20 de Fevereiro de 2008 / às 00:10 / em 10 anos

Procurador do Equador pede fim de acordo com Petrobras

QUITO (Reuters) - O Ministério Público do Equador recomendou na terça-feira que o governo encerre seu acordo com a Petrobras, mas o ministro do Petróleo do país, Galo Chiriboga, afirmou que as renegociações vão continuar normalmente.

A recomendação do MP foi feita devido a uma disputa contratual sobre o principal campo de petróleo da estatal brasileira em solo equatoriano, disse um porta-voz do órgão.

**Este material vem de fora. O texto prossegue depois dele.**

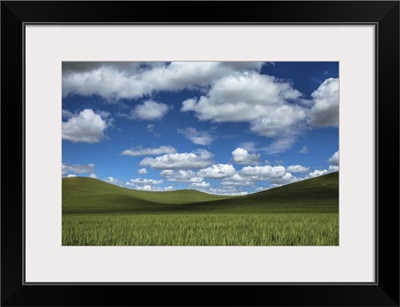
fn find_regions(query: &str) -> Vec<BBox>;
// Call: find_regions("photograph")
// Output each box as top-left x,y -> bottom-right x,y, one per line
60,61 -> 339,246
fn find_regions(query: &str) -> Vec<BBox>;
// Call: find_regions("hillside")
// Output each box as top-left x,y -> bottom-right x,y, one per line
62,172 -> 339,213
62,177 -> 228,213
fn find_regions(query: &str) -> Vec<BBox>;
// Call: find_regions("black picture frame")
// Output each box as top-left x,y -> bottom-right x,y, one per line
1,1 -> 400,306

Ela acontece também no momento em que o país negocia com petroleiras estrangeiras uma nova modalidade contratual para convertê-las em meras operadoras das jazidas, deixando sua atual condição de sócia.

O procurador-geral equatoriano, Xavier Garaicoa, acusou a Petrobras, que opera o bloco 18 e extrai cerca de 35 mil barris diários, de violar seu contrato ao transferir 40 por cento de suas operações à japonesa Teikoku Oil sem aval oficial.

“De acordo com a lei, é causa de caducidade não dar a conhecer acordos privados. Essas são as causas essenciais”, disse Garaicoa a uma jornalistas, acusando ainda a Petrobras de explorar de maneira irregular uma jazida em disputa com a estatal Petroecuador.

A autorização para operar o campo Palo Azul foi emitida pelo Ministério da Energia, mas não tem sustentação legal, completou Garaicoa.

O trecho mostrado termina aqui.